Colin Gray found guilty on all 27 charges in Apalachee school shooting trial
A jury found colin gray guilty on all 27 charges, including counts of murder, for his role in the shooting at Apalachee High School that killed four people and injured nine others. The verdict follows a multi-day trial that presented physical evidence, witness testimony and family accounts of warnings before the attack.
Short deliberation ended with unanimous verdict
Jurors received their instructions Tuesday morning, left the courtroom at 9: 02 a. m. ET to begin deliberations and returned at 10: 52 a. m. ET, after which the panel announced a guilty verdict on every count. Two additional child-cruelty charges had been dropped earlier in the week after two students who were in the classroom did not testify. The judge set a future date for sentencing; no trial date has been set yet for the defendant's son.
Evidence shown in court tied a rifle purchase to November 2023
The trial opened with attorneys giving opening statements on Feb. 16, and jurors heard the first testimony on Feb. 17. Investigators took the stand on Feb. 18 to show the AR-style rifle used in the mass shooting, and the state presented receipts it says show the father bought the rifle in Nov. 2023. Prosecutors argued that purchase came about seven months after Jackson County Sheriff’s deputies visited the family home to investigate accusations that the child had threatened to shoot up a school; the defense argued the rifle was bought to steer the son toward hunting, target shooting and outdoor activity.

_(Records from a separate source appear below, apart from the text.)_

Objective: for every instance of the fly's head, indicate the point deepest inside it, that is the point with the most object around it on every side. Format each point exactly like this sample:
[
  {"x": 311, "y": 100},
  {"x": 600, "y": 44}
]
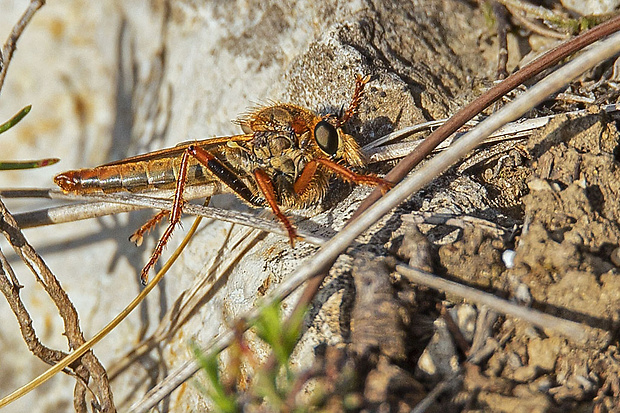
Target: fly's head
[{"x": 330, "y": 141}]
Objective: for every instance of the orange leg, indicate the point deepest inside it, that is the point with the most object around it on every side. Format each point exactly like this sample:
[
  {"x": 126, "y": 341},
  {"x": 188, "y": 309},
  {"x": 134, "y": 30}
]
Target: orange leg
[
  {"x": 175, "y": 217},
  {"x": 309, "y": 170},
  {"x": 218, "y": 169},
  {"x": 138, "y": 236},
  {"x": 266, "y": 187}
]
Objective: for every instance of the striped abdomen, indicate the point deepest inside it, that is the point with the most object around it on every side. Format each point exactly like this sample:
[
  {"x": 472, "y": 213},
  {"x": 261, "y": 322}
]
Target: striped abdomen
[{"x": 132, "y": 176}]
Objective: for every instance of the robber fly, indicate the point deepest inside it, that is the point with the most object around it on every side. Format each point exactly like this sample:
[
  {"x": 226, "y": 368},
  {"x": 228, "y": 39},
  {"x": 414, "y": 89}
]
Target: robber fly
[{"x": 283, "y": 159}]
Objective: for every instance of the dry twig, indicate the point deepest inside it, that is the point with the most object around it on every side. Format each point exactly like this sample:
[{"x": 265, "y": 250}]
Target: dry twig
[
  {"x": 321, "y": 261},
  {"x": 89, "y": 366},
  {"x": 11, "y": 43}
]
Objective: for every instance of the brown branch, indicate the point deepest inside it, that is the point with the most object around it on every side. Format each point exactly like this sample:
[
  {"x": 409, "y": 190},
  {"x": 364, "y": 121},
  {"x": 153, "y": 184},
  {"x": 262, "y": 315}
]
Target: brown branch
[
  {"x": 500, "y": 13},
  {"x": 407, "y": 164},
  {"x": 10, "y": 288},
  {"x": 90, "y": 366},
  {"x": 11, "y": 42}
]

Family testimony described warnings, planned treatment and a split over what to do
Marcee Gray, the mother of the suspected shooter, testified that she told the father she believed their son needed inpatient therapy for anxiety, depression, cutting and mania, and that the family had planned to drop him off at a treatment facility in Athens the Saturday before the shooting. She said the father ignored her calls and instead took the son to a guitar shop in Athens. On Day 5 of the trial she testified the son had sent money to Nicholas Cruz in prison and had written him an e-mail; she said she had not told the father about those messages.
On a separate day of testimony, the defendant's daughter — then in middle school — told jurors she believed her brother was capable of a school shooting and that she believed her father did, too. The defense highlighted differences between her courtroom testimony and statements she gave to investigators after the attack.

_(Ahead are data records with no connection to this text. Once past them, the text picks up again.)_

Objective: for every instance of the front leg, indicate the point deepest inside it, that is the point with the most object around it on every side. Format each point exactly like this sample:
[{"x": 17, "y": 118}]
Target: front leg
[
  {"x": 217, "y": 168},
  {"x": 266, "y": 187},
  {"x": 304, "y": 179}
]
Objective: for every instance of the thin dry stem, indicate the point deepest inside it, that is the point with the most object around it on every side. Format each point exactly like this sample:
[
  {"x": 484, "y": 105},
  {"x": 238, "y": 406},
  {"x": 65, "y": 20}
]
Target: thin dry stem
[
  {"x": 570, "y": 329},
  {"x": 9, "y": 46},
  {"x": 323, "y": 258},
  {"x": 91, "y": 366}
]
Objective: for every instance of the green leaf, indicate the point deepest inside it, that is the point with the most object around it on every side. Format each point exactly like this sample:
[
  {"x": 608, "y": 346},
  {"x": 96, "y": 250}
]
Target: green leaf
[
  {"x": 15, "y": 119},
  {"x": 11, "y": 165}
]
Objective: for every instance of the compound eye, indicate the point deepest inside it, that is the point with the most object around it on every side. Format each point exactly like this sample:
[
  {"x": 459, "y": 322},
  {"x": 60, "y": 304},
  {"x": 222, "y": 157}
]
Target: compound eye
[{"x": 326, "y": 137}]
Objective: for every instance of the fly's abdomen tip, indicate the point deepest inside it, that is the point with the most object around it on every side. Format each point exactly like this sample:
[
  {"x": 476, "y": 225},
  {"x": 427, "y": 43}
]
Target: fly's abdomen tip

Prosecutors also showed a Barrow County deputy's body-camera video from the day they came to the home after the shooting; the video captured the father saying, "I knew it, " when he came out of the house. Investigators presented what they described as a shrine to a school shooter in the son's room, including a collage with pictures of Nicholas Cruz that they say appeared months before the attack. The father told deputies during an interrogation that he did not recognize the collage; on the witness stand he said his son had told him who was pictured.
The Barrow County District Attorney's Office accused the defendant of being reckless by not restricting his son's access to guns despite knowing his son could cause harm. Defense attorneys said the father's actions were aimed at redirecting the son's interests and that he did not foresee the fatal outcome.
colin gray will be sentenced at a later date, the court said. No date has been announced for the suspected shooter's trial.